Following stories that gained national attention about students being publicly shamed for having school lunch debt, Minnesota Rep. Ilhan Omar said on Wednesday she wants to tackle the issue by introducing the No Shame Against Schools Act.
“Hunger and debt are a national problem,” Omar said.
Omar, who previously worked as a child nutrition outreach coordinator and a nutrition community outreach coordinator, announced her bill during a news conference which she said would prohibit any kind of identification like tokens or wristbands, publishing a list of children with outstanding debts, or using debt collectors to obtain school meal fees. It would also require schools to attempt to certify a child with unpaid meal fees and subsequently allow that school to receive retroactive reimbursement for that child's meals for up to 90 days.

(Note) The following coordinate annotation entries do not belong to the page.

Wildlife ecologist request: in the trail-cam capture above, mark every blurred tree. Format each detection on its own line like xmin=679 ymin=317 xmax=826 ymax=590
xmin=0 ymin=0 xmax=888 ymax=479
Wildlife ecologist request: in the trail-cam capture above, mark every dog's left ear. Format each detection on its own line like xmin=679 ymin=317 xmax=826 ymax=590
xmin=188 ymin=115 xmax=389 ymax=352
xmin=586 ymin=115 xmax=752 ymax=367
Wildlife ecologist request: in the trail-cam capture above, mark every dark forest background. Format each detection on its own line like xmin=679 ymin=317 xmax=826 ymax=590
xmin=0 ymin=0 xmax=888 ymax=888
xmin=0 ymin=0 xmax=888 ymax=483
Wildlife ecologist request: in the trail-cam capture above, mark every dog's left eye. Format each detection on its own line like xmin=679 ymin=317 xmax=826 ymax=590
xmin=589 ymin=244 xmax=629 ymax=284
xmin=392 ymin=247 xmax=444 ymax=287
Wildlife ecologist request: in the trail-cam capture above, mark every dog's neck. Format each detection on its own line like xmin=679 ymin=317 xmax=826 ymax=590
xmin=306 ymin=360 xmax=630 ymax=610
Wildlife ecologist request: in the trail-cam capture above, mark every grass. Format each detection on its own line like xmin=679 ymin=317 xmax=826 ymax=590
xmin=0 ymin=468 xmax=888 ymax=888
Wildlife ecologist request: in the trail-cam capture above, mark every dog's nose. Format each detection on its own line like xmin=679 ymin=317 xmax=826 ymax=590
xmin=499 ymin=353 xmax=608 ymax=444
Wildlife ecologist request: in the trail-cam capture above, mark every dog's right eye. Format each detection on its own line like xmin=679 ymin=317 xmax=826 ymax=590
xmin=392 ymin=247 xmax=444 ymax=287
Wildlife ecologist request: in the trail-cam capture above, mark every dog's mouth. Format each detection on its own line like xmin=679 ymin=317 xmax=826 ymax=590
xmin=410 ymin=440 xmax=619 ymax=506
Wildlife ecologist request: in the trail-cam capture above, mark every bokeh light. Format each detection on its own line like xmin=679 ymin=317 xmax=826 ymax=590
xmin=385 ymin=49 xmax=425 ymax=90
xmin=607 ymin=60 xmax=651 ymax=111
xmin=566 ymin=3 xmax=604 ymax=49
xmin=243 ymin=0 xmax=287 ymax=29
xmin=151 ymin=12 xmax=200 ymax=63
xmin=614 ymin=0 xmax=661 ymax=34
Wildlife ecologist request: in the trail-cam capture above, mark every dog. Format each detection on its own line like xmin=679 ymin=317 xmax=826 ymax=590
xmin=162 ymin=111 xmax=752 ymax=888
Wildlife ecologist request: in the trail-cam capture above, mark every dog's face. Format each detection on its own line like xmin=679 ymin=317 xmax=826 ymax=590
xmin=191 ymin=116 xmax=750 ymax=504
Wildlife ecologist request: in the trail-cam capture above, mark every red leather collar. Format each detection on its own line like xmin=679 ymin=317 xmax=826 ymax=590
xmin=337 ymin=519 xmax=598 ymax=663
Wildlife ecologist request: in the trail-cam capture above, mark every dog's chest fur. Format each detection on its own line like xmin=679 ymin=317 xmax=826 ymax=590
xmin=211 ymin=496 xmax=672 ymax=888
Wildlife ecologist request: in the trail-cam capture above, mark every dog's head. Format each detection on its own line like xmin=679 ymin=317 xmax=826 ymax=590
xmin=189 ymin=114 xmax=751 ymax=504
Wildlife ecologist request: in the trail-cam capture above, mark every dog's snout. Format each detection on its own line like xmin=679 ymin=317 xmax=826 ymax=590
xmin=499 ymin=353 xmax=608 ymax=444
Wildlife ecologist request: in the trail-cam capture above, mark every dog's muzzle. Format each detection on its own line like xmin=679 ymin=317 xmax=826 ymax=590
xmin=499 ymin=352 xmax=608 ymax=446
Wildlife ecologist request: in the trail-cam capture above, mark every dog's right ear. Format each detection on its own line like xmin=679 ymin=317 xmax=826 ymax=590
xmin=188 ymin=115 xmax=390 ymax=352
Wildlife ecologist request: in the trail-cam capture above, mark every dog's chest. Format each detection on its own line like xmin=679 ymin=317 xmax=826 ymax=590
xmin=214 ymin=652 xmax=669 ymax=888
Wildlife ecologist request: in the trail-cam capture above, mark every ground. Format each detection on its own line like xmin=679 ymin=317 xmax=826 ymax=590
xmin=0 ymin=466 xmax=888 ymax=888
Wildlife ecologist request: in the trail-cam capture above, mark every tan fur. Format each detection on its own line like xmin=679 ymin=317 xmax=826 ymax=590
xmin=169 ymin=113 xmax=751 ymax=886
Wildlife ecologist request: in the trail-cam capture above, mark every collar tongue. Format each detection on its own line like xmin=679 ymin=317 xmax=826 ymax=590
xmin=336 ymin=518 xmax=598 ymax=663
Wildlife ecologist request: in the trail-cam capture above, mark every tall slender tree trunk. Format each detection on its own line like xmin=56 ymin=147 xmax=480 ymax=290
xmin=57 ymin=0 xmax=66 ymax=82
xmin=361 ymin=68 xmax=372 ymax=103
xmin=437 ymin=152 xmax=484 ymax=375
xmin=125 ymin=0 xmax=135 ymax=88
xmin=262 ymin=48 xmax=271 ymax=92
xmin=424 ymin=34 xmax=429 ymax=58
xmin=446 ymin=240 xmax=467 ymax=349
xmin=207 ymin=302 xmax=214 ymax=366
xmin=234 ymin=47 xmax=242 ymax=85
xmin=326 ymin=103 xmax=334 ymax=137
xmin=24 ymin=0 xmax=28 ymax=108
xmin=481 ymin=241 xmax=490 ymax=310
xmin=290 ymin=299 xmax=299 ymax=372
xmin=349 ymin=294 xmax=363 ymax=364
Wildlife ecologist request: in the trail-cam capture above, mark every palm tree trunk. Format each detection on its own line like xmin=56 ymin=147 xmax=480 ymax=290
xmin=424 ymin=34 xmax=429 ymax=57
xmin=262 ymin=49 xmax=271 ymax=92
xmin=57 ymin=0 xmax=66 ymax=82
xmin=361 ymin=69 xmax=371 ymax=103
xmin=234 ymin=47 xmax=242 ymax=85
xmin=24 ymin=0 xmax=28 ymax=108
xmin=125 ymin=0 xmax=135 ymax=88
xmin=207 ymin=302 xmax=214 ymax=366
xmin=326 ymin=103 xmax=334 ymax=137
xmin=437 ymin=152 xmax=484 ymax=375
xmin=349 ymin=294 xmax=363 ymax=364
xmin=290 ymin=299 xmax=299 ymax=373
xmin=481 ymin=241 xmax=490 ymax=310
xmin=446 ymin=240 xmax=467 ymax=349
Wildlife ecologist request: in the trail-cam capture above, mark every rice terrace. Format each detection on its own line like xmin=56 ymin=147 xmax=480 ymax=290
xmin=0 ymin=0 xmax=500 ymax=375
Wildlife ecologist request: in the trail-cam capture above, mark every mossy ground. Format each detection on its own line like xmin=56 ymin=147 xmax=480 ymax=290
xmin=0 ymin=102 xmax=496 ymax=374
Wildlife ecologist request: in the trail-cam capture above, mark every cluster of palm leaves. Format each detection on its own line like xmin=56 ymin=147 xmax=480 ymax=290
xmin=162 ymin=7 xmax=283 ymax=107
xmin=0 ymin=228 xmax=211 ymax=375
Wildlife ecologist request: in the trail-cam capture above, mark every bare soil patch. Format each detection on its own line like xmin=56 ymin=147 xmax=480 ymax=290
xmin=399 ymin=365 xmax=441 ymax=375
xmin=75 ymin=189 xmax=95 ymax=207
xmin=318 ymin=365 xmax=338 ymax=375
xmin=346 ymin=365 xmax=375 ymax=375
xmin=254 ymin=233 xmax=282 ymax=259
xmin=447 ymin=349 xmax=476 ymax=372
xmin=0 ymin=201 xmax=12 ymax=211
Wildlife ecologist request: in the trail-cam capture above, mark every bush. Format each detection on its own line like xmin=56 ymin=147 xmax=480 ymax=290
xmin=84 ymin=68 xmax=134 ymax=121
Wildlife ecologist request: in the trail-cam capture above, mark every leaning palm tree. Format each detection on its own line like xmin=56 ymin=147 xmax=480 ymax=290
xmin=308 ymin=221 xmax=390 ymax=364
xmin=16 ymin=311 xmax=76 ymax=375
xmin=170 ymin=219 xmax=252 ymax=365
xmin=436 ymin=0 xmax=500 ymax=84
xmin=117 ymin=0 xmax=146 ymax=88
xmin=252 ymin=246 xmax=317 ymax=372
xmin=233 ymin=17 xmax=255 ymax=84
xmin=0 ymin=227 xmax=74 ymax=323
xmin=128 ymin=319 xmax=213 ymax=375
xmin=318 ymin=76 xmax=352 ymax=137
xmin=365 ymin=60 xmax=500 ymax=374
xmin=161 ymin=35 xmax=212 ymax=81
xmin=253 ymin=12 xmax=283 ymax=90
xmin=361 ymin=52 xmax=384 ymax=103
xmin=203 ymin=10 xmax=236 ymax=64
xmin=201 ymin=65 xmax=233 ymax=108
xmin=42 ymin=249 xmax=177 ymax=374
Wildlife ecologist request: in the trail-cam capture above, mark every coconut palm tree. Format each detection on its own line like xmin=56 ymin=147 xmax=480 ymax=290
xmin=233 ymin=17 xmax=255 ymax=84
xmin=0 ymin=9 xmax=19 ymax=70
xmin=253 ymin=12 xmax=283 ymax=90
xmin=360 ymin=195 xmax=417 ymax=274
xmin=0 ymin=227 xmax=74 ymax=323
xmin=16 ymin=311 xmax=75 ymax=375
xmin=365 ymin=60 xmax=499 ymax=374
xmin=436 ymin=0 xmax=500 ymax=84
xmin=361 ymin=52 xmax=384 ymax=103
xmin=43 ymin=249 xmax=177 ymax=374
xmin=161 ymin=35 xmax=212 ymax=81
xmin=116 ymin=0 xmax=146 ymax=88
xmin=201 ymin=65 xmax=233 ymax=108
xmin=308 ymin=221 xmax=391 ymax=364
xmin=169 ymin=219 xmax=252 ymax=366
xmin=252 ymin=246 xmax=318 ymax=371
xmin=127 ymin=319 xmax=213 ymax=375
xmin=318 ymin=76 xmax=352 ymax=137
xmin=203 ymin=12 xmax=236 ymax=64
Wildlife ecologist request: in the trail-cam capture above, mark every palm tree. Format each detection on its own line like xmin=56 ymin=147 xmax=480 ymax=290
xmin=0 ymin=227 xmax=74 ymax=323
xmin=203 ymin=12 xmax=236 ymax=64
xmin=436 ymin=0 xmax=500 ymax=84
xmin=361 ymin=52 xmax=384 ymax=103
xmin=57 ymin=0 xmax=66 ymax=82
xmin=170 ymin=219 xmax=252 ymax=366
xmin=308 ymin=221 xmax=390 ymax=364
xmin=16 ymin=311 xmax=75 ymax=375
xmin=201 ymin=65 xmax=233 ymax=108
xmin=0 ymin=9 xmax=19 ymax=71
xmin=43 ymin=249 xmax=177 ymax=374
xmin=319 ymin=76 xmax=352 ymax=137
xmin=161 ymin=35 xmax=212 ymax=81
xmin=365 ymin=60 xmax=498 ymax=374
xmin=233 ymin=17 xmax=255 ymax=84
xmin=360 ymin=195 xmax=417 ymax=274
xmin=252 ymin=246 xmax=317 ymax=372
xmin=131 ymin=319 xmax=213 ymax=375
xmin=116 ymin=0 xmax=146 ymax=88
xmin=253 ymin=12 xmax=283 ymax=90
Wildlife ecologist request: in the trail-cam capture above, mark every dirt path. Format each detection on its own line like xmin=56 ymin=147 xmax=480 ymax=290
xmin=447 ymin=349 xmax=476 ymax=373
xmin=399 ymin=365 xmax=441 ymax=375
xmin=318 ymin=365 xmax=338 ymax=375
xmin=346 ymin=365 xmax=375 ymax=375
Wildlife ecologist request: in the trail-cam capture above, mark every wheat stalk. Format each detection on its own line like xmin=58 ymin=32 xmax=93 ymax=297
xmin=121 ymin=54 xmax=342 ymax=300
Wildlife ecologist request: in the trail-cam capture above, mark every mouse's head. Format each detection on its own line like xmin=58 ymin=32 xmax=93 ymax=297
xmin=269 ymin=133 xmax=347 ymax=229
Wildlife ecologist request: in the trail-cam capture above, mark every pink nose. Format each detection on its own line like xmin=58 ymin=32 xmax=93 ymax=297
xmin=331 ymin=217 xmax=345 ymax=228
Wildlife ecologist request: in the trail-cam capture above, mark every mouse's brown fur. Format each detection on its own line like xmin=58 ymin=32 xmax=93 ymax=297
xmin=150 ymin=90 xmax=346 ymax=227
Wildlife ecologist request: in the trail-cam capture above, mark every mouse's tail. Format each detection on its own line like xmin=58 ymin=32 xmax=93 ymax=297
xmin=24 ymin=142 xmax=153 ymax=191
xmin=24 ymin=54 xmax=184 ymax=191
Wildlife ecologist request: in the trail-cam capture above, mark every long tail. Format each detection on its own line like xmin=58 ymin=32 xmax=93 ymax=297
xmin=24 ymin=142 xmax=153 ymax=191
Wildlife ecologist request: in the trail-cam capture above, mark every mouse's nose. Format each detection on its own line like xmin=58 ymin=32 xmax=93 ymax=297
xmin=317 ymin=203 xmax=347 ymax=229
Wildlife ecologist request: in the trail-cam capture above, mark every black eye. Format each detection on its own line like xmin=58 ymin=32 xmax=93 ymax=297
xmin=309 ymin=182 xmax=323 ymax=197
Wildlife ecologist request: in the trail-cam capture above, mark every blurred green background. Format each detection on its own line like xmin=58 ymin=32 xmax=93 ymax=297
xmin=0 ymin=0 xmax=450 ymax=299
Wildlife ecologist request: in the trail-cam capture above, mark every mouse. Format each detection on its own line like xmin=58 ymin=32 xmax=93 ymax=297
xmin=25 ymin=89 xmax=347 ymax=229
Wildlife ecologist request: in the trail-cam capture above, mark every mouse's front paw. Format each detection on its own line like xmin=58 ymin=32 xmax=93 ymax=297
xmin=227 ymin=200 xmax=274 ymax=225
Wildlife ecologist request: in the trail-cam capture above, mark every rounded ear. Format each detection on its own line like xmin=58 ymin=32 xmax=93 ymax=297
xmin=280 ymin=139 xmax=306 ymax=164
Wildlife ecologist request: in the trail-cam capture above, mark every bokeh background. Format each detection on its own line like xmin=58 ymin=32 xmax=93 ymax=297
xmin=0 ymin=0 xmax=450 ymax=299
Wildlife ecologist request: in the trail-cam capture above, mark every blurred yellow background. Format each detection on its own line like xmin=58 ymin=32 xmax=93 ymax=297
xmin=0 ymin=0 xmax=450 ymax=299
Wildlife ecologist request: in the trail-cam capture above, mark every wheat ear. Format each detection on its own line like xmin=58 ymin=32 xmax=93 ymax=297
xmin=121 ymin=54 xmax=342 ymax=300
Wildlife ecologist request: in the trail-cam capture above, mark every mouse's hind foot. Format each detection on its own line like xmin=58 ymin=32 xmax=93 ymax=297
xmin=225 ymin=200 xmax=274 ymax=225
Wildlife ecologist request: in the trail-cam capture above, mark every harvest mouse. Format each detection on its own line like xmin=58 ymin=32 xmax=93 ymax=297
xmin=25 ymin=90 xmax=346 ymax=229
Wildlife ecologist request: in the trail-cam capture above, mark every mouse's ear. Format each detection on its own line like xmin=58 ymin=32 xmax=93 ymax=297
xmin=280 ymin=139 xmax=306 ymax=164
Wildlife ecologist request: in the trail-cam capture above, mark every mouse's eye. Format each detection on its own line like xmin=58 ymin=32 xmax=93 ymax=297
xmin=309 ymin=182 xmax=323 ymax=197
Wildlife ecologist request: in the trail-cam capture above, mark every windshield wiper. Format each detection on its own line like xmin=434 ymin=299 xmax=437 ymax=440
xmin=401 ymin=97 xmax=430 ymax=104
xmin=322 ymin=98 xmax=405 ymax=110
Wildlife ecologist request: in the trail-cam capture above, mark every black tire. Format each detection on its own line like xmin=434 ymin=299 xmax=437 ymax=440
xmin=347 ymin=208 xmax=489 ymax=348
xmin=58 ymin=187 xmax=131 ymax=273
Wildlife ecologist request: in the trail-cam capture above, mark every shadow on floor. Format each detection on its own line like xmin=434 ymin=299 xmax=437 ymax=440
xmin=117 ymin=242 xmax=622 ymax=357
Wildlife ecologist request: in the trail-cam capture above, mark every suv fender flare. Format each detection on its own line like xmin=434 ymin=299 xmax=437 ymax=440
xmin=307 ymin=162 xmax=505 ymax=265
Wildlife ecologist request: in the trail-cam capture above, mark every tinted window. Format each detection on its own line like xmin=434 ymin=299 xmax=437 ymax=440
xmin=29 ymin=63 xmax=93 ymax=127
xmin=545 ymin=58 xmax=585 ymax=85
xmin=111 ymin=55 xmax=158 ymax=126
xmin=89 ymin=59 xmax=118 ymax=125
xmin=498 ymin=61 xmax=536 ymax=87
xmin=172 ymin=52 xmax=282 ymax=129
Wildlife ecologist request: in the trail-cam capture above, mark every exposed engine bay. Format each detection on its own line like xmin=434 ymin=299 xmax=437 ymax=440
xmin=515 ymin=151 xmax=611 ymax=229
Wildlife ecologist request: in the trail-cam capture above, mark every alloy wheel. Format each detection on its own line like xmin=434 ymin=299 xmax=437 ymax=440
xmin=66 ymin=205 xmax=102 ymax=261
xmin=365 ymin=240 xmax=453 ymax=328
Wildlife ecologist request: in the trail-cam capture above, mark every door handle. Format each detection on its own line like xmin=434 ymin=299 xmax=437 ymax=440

“So, what this bill does is simple, it prohibits the punishment and shaming of children who are unable to pay school meal fees,” Omar, who has herself been a high-profile target of criticism, said.
Omar was joined by fellow lawmakers New Mexico Democratic Reps. Ben Ray Lujan and Deb Haaland who voiced their support for this act.
“The question on whether a child should eat should not be dependent on a family’s income,” Halaand said.
More than 75% of school districts reported having unpaid student meal debt at the end of the 2016-2017 school year, according to a 2018 report by the School Nutrition Association, which surveyed 1,550 districts nationwide.
The median amount of total debt was $2,500, but the amounts ranged from less than $10 to more than $865,000, according to the report.
Valerie Castile, mother of student cafeteria supervisor Philando Castile who in 2016 was fatally shot by a police officer in Minnesota, also spoke at the press conference. She highlighted the importance of continuing the legacy of her son by donating $8,000 to a Minnesota high school to settle school lunch debts.
“If we can give a tax cut to the rich, then we can make sure that students are fed at school and not shamed,” Castile said.
The U.S. Department of Agriculture began requiring schools to implement policies to collect debt for unpaid meals at the start of the 2017-2018 school year. Although the USDA spends about $22 billion on child nutrition programs, it prohibits schools from allocating those funds to pay for the debt.
Several states, including Pennsylvania, Washington, Oregon, Kansas and Colorado, have passed legislation preventing schools from shaming students who owe meal debt, which has caused many districts to struggle with escalating debt, according to SNA.